Dans notre imaginaire – où «s’entremêlent» culture et religion, le ciel et la Providence ne font parfois qu’un. Certes, nous sommes loin cependant de faire des sacrifices aux génies, d’invoquer la clémence du Tout-Puissant ou de toute autre puissance pour bénéficier d’une pluviométrie exceptionnelle… Mais ne dit-on pas : prions le ciel pour que tombe une petite pluie ?

Or, il y a quelques semaines, alors que personne n’a eu besoin de «taper à la porte» d’une quelconque divinité, l’Afrique de l’ouest a enregistré des précipitations d’une rare intensité. Le Mali, le Niger, le Burkina et le Sénégal se sont littéralement retrouvés sous les eaux. Faute d’infrastructures, ou parce qu’elles sont défectueuses quand elles existent, le tribut à payer est lourd dans chacun des pays concernés : des pertes en vie humaine, des populations sinistrées, des dégâts matériels évalués à plusieurs milliards de francs CFA.

Pourtant, les services techniques de la météorologie nationale avaient donné l’alerte. Seulement voilà, les populations n’y ont prêté qu’une oreille distraite. Et pouvait-on même imaginer ce qui allait arriver ? Les populations avaient-elles les moyens de réagir ? Les médias ne sont pas en cause. La télévision nationale, par exemple, diffuse un bulletin quotidien d’informations météorologiques, juste après le journal, et ce en français et en langue bambara, la principale langue du pays. De même, la radio nationale, plusieurs fois par jour  touche, dans toutes les langues, les populations les plus éloignées dans le pays.

Pourquoi alors ces pluies torrentielles de début septembre ont-elles causé tant de dégâts ? Serait-ce dû à un défaut d’anticipation ou à un refus d’accorder un quelconque crédit aux prévisions météo ? Il est vrai que l’homme de la rue pense à tort ou à raison que ces prévisions sont rarement avérées. Quand le présentateur du bulletin annonce un «vent de direction sud-est avec des manifestations pluvio-orageuses souvent accompagnées de pluie»,  de nombreux citadins et même les autorités préfèrent sourire.

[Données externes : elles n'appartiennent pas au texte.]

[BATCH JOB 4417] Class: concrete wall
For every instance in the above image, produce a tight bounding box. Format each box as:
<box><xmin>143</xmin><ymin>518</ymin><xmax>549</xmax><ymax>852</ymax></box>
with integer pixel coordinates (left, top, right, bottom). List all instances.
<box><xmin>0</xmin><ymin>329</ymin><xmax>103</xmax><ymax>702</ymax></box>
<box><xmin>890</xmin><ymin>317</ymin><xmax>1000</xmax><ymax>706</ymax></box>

Début septembre, des dizaines de personnes et de maisons ont été emportées par les eaux. Les pompiers, les forces d’intervention et les autres agents de la protection civile n’ont jamais été aussi inquiets et débordés. A l’intérieur du pays, les provisions des villageois ont été noyées après l’effondrement des greniers et des troupeaux entiers  ont été décimés. Combien de drames humains ? Quand le ciel gronde maintenant, les Maliens tremblent. Les citadins, très certainement, prendront plus au sérieux dorénavant les bulletins d’information météorologique.

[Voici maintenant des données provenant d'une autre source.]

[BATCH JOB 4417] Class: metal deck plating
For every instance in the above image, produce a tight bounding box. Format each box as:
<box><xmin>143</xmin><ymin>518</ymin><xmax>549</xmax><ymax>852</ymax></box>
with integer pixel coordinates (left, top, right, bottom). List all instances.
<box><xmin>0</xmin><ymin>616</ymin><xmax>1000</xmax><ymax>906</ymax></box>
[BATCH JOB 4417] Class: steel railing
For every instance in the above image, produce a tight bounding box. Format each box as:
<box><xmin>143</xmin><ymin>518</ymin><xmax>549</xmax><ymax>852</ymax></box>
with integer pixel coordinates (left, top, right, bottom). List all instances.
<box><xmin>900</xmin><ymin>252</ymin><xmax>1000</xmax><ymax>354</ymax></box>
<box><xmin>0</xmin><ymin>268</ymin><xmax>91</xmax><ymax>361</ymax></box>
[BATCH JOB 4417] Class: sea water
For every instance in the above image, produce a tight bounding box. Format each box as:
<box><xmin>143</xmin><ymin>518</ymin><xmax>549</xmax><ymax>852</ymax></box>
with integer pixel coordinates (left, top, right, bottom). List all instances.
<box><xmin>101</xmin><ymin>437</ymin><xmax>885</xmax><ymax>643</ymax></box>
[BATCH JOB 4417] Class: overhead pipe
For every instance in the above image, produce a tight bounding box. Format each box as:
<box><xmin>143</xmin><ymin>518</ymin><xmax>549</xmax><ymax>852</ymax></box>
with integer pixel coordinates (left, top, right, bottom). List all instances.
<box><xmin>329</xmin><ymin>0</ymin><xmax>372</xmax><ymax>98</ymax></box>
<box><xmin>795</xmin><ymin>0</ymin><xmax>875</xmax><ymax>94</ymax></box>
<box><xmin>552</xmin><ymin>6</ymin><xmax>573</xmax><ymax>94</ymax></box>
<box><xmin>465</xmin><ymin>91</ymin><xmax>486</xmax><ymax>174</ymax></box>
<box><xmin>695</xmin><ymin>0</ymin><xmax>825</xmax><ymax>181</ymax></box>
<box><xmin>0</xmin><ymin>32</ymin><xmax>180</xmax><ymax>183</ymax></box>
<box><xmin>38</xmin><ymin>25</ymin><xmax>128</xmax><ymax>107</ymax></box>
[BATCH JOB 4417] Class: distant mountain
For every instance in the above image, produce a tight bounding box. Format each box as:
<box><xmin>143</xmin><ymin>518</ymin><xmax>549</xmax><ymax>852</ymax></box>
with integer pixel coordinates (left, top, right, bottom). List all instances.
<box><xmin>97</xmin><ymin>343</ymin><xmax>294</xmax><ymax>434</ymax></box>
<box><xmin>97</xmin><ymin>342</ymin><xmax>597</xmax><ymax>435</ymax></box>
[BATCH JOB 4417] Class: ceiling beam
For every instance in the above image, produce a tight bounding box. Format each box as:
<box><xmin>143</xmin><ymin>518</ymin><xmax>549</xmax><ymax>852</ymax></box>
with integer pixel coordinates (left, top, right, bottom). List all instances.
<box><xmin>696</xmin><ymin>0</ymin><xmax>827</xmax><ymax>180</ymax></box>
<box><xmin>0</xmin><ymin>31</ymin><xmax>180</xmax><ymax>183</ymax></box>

Un outil pour les populations

Le monde rural a depuis quelques années une attitude plus responsable à l’égard des informations météorologiques. Les prévisions des services techniques servent de repères aux paysans pour l’organisation du calendrier agricole et le choix des variétés à semer. Grâce au programme  d’assistance météorologique du Mali, les agriculteurs savent à quoi s’en tenir tout au long de la saison des pluies : ils reçoivent de précieuses données sur le seuil pluviométrique pour mettre en place les semis, sur les techniques d’observation et sur les choix à opérer. Ces avis et conseils météorologiques auraient fait croître de 20 à 25% les rendements de certaines céréales sèches telles que le mil, le sorgho et le maïs.

Aujourd’hui, plus que jamais, les paysans ont besoin d’une information claire, ciblée et fiable sur la pluviométrie là où ils vivent et travaillent. Dans cette approche de proximité et de service rendu, les radios de proximité pourraient légitimement prendre le relais des médias publics. Mais les radios locales ne font pas de l’information météorologique leur priorité.

A côté des exploitants agricoles, les femmes dans le monde rural ont besoin de ces informations météorologiques pour planifier leurs activités génératrices de revenus : teinture, séchage et conditionnement des aliments, vente de charbon de bois ou de bois de chauffe entre autres activités.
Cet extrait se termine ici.